Do The Hardest Films To Make Turn Into The Best Movies? by Brad Sykes

Film Courage: At what point did the filmmaking stakes rise for you where you had money given to you, it became more serious and then it became more stressful because as now you’re responsible for more? How did you handle this?

Brad Sykes, Filmmaker: I think that one of the movies where that happened for me on was a movie idea called DEMON’S KISS which was the biggest budget I’d had until that point. I’d probably directed five or six movies to that point and DEMON’S KISS was a bigger budget and was shot on film. Right off the bat that puts you in another bracket economically. It was a longer schedule, was just a bigger film and it was the first film I was making for this particular company.

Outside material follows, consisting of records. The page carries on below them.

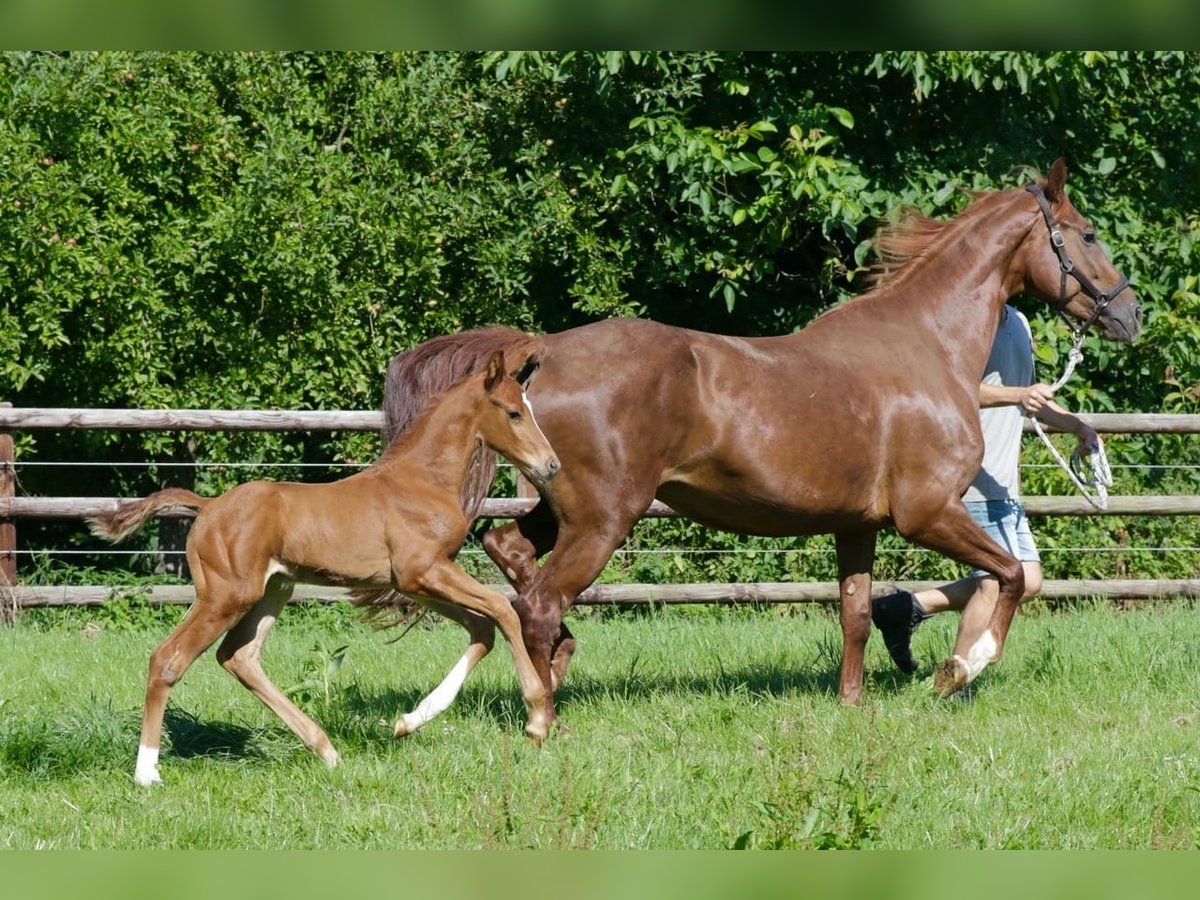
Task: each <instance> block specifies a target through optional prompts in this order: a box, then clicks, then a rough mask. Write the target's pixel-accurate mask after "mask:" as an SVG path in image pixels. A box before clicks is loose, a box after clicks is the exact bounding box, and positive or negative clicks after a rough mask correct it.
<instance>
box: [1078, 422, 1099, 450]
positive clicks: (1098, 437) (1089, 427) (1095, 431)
mask: <svg viewBox="0 0 1200 900" xmlns="http://www.w3.org/2000/svg"><path fill="white" fill-rule="evenodd" d="M1076 436H1078V437H1079V446H1078V448H1076V449H1075V452H1078V454H1079V455H1080V456H1087V455H1088V454H1094V452H1096V451H1097V450H1099V449H1100V436H1099V434H1097V433H1096V428H1093V427H1092V426H1091V425H1082V424H1081V425H1080V426H1079V431H1078V432H1076Z"/></svg>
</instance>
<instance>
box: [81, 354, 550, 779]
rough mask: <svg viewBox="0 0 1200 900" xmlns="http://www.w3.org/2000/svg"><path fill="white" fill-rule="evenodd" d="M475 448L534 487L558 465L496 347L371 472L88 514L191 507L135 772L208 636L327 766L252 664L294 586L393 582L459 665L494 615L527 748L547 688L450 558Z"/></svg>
mask: <svg viewBox="0 0 1200 900" xmlns="http://www.w3.org/2000/svg"><path fill="white" fill-rule="evenodd" d="M539 347H540V344H539V343H538V342H536V341H535V340H532V341H530V342H529V344H528V346H527V347H523V348H521V350H518V355H520V358H521V361H522V364H523V365H522V366H515V367H514V368H515V370H516V368H517V367H522V368H528V365H529V361H530V360H532V359H533V358H534V355H535V353H536V350H538V348H539ZM510 354H511V352H510ZM510 359H512V355H510ZM534 362H535V360H534ZM480 444H486V445H487V446H488V448H491V449H493V450H496V451H498V452H500V454H502V455H504V456H506V457H508V458H509V460H511V461H512V462H514V463H515V464H516V467H517V468H518V469H520V470H521V472H522V474H524V475H526V476H527V478H529V479H530V480H532V481H534V482H535V484H545V482H546V481H548V480H550V479H551V478H552V476H553V475H554V473H556V472H558V466H559V463H558V458H557V456H556V455H554V451H553V450H552V449H551V446H550V444H548V443H547V440H546V438H545V436H544V434H542V433H541V430H540V428H539V427H538V424H536V422H535V421H534V418H533V410H532V408H530V407H529V403H528V401H527V400H526V396H524V391H523V390H522V388H521V385H520V384H518V383H517V382H516V380H515V379H514V378H512V376H510V374H508V370H506V368H505V365H504V354H503V353H496V354H493V355H492V358H491V360H490V361H488V365H487V368H486V371H484V372H479V373H478V374H475V376H472V377H469V378H467V379H466V380H463V382H461V383H458V384H457V385H455V386H454V388H451V389H449V390H448V391H446V392H445V394H444V395H443V396H442V397H440V398H439V400H438V402H437V403H434V404H433V407H432V408H431V409H430V410H428V413H427V414H424V415H421V418H420V419H419V420H418V421H416V424H415V425H414V427H413V430H412V431H409V432H407V433H406V434H404V436H403V437H401V438H398V439H397V440H396V442H394V443H392V444H391V445H390V446H389V448H388V449H386V451H385V452H384V454H383V455H382V456H380V457H379V460H378V461H377V462H376V463H374V464H373V466H371V467H370V468H367V469H364V470H362V472H360V473H358V474H355V475H352V476H349V478H347V479H343V480H341V481H335V482H332V484H294V482H270V481H252V482H248V484H245V485H239V486H238V487H234V488H233V490H230V491H228V492H226V493H224V494H222V496H220V497H216V498H210V499H206V498H203V497H199V496H198V494H194V493H192V492H191V491H184V490H179V488H169V490H166V491H158V492H157V493H154V494H151V496H150V497H146V498H145V499H142V500H127V502H125V503H122V504H120V506H119V508H118V509H116V510H115V511H114V512H112V514H108V515H104V516H97V517H94V518H90V520H89V523H90V524H91V529H92V530H94V532H95V533H96V534H98V535H101V536H103V538H107V539H109V540H112V541H118V540H121V539H122V538H125V536H127V535H128V534H131V533H133V532H134V530H137V528H138V527H140V526H142V524H143V523H144V522H145V521H146V520H148V518H150V517H151V516H152V515H154V514H155V512H157V511H158V510H161V509H164V508H168V506H188V508H192V509H197V510H199V515H198V517H197V518H196V523H194V524H193V526H192V529H191V533H190V535H188V539H187V562H188V565H191V570H192V577H193V580H194V582H196V601H194V604H193V605H192V607H191V610H190V611H188V612H187V616H186V617H185V618H184V619H182V622H180V624H179V625H178V626H176V628H175V629H174V631H172V632H170V635H168V637H167V640H166V641H163V642H162V643H161V644H160V646H158V648H157V649H156V650H155V652H154V654H152V655H151V658H150V676H149V682H148V685H146V701H145V709H144V713H143V720H142V738H140V744H139V746H138V761H137V769H136V773H134V780H136V781H137V782H138V784H140V785H151V784H155V782H158V781H161V780H162V779H161V776H160V774H158V766H157V763H158V746H160V742H161V737H162V720H163V713H164V710H166V707H167V696H168V694H169V692H170V689H172V686H173V685H174V684H175V683H178V682H179V679H180V678H182V677H184V672H186V671H187V667H188V666H190V665H191V664H192V661H193V660H194V659H196V658H197V656H199V655H200V654H202V653H203V652H204V650H205V649H206V648H208V647H209V646H211V644H212V642H214V641H216V638H217V637H220V636H221V635H226V638H224V641H223V642H222V643H221V647H220V648H218V649H217V660H218V661H220V662H221V665H222V666H224V668H226V670H228V671H229V672H230V673H232V674H233V676H234V677H235V678H236V679H238V680H239V682H241V683H242V684H244V685H245V686H246V688H248V689H250V690H251V691H253V694H254V696H257V697H258V698H259V700H260V701H263V703H265V704H266V706H268V707H270V708H271V709H272V710H274V712H275V713H276V715H278V716H280V719H282V720H283V722H284V724H286V725H287V726H288V727H289V728H292V731H294V732H295V733H296V734H298V736H299V737H300V739H301V740H302V742H304V743H305V744H306V745H307V746H308V748H310V749H312V750H313V751H314V752H317V755H318V756H320V758H322V760H324V761H325V763H326V764H329V766H331V767H332V766H336V764H337V760H338V756H337V751H336V750H334V748H332V745H331V744H330V743H329V738H328V737H326V736H325V732H324V731H322V728H320V727H319V726H318V725H317V724H316V722H314V721H312V719H310V718H308V716H307V715H305V714H304V713H302V712H300V709H299V708H298V707H296V706H295V704H294V703H293V702H292V701H290V700H288V698H287V696H284V694H283V692H282V691H280V690H278V688H276V686H275V685H274V684H271V682H270V679H269V678H268V677H266V674H265V673H264V672H263V667H262V664H260V661H259V654H260V650H262V647H263V641H264V638H265V637H266V634H268V631H269V630H270V629H271V625H274V624H275V619H276V617H277V616H278V614H280V611H281V610H282V607H283V605H284V604H286V602H287V601H288V599H289V598H290V595H292V590H293V588H294V586H295V583H296V582H305V583H310V584H336V586H344V587H353V588H361V589H379V588H391V589H394V590H396V592H398V593H400V594H401V595H403V596H406V598H407V599H410V600H413V601H415V602H418V604H421V605H424V606H427V607H428V608H432V610H433V611H436V612H438V613H440V614H443V616H446V617H449V618H451V619H454V620H456V622H458V623H460V624H461V625H463V628H466V629H467V630H468V634H469V635H470V642H472V643H470V647H469V648H468V650H467V653H466V654H464V656H463V661H462V662H461V666H460V667H466V668H467V671H469V668H470V667H473V666H474V664H475V662H478V661H479V659H481V658H482V656H484V655H485V654H486V653H487V650H488V649H490V648H491V644H492V641H493V636H494V630H493V625H492V623H494V624H497V625H499V628H500V631H502V632H503V634H504V637H505V640H506V641H508V643H509V648H510V649H511V652H512V658H514V660H515V661H516V667H517V676H518V678H520V680H521V691H522V694H523V696H524V702H526V710H527V714H528V721H527V724H526V732H527V733H528V734H529V736H530V737H532V738H533V739H534V742H535V743H539V744H540V743H541V740H542V739H544V738H545V737H546V733H547V730H548V725H550V708H548V695H547V694H546V689H545V688H544V685H542V682H541V679H540V678H539V677H538V673H536V670H534V667H533V664H532V662H530V660H529V655H528V653H527V652H526V647H524V642H523V641H522V637H521V623H520V620H518V619H517V616H516V613H515V612H514V611H512V606H511V605H510V604H509V601H508V600H506V599H505V598H504V596H503V595H502V594H498V593H496V592H494V590H490V589H488V588H486V587H484V586H482V584H480V583H479V582H478V581H475V580H474V578H473V577H470V576H469V575H467V572H464V571H463V570H462V569H460V568H458V566H457V565H455V563H454V558H455V556H456V554H457V553H458V550H460V548H461V546H462V542H463V540H464V538H466V535H467V529H468V527H469V522H468V515H467V514H466V512H464V511H463V508H462V499H461V491H462V486H463V482H464V480H466V479H467V476H468V469H469V466H470V463H472V458H473V457H474V456H475V455H476V451H478V450H479V449H480ZM434 695H437V691H434ZM427 702H428V701H427ZM420 712H421V710H420V708H419V710H418V713H420ZM413 715H416V714H415V713H414V714H410V715H408V716H404V718H403V719H401V720H400V722H397V725H396V734H397V736H401V734H407V733H408V732H409V731H413V730H415V727H420V725H421V724H424V716H418V720H415V721H414V720H413ZM414 726H415V727H414Z"/></svg>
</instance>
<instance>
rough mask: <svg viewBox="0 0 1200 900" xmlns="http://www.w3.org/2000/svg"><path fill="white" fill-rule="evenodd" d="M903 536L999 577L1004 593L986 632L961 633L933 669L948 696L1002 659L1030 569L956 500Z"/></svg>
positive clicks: (1000, 599)
mask: <svg viewBox="0 0 1200 900" xmlns="http://www.w3.org/2000/svg"><path fill="white" fill-rule="evenodd" d="M904 535H905V536H906V538H908V539H910V540H913V541H916V542H917V544H920V545H922V546H925V547H929V548H930V550H935V551H937V552H938V553H942V554H944V556H948V557H950V558H953V559H958V560H959V562H960V563H966V564H967V565H972V566H974V568H976V569H983V570H985V571H989V572H991V574H992V575H995V576H996V580H997V581H998V582H1000V596H998V599H997V600H996V606H995V608H994V610H992V614H991V622H990V623H989V624H988V628H986V629H985V630H984V632H983V634H982V635H980V636H979V637H977V638H974V640H973V641H972V640H971V637H970V636H965V635H960V636H959V640H958V642H956V643H955V646H954V655H953V656H950V658H949V659H947V660H943V661H942V662H940V664H937V667H936V668H935V670H934V690H935V691H937V694H938V695H940V696H942V697H948V696H950V695H952V694H955V692H956V691H960V690H962V689H964V688H966V686H967V684H970V683H971V682H973V680H974V679H976V678H977V677H978V676H979V673H980V672H983V670H984V668H986V666H988V664H989V662H996V661H998V660H1000V658H1001V654H1003V652H1004V638H1006V637H1007V635H1008V629H1009V626H1010V625H1012V623H1013V614H1014V613H1015V612H1016V606H1018V604H1020V601H1021V596H1022V595H1024V593H1025V570H1024V569H1022V566H1021V564H1020V562H1018V560H1016V558H1015V557H1013V556H1010V554H1009V553H1007V552H1006V551H1004V550H1003V548H1002V547H1001V546H1000V545H998V544H996V542H995V541H994V540H992V539H991V538H989V536H988V534H986V533H985V532H984V530H983V529H982V528H980V527H979V526H978V524H976V522H974V521H973V520H972V518H971V514H970V512H967V510H966V506H964V505H962V502H961V500H959V499H956V498H955V500H953V502H952V503H949V504H947V505H946V508H944V509H943V510H942V511H941V512H938V514H937V516H935V517H934V518H932V520H930V521H929V522H928V523H925V524H924V526H922V527H920V528H919V529H916V530H910V532H905V533H904Z"/></svg>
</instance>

Also it was a script that was a concept I had pitched to the investor. Which I should point out that a lot of the films are made back then (especially horror films and exploitation films) and stuff sometimes someone would just come to you or they’d come to the producer you’re working with and say “We want to make this movie and are you in or you’re out?” They already had a title, the artwork, they’d already done pre-sales in Milan or something. And they’d say it was your choice whether you want to be involved in the movie or not.

DEMON’S KISS was something I pitched. I had the title, the concept and I pitched it and it got the green light. I was writing it and directing it so it was very important to me not only to handle the production well and come in on budget but to make a good movie that I’d be happy with, too. Because I was actually getting more resources to do it with that was one of the films I think for sure. I can’t say I had fun making that movie. I mean I’ve made movies…(Watch the video interview on Youtube here).


Brad Sykes got his first hi-8 camera at age fifteen, and hasn’t stopped shooting since. Growing up in Virginia Beach, Virginia, Brad made eight features on video (many of which involved Karo syrup, red food coloring and stunts of dubious safety) while still in high school. He attended Boston University’s film program in 1993 and by the time he graduated cum laude in 1997, he had already worked for both Paramount Pictures and Ridley and Tony Scott’s Scott Free Productions. After moving to Los Angeles, Brad continued to work in film in various capacities both here and abroad (a stint at Castel Film, Romania) before landing his first writing-directing job in 1998. By 2000, he was writing and directing full-time, with many genre credits such as DEMON’S KISS, MAD JACK, and the well-known CAMP BLOOD. Brad has continued to make his mark in horror with more recent projects like DEATH FACTORY, GOTH, WITHIN THE WOODS and MUTATION. His films have been distributed worldwide and can be found at rental outlets like Blockbuster and Netflix. Brad’s films have received attention in many publications including Fangoria, The Dark Side, Indie Slate, Rue Morgue, Videoscope, LA Weekly, Mad Movies, and Legacy of Blood: A Comprehensive Guide to Slasher Movies. Brad lives in Los Angeles with his wife, producer Josephina Sykes, where they operate Nightfall Pictures, a full-service development and production company.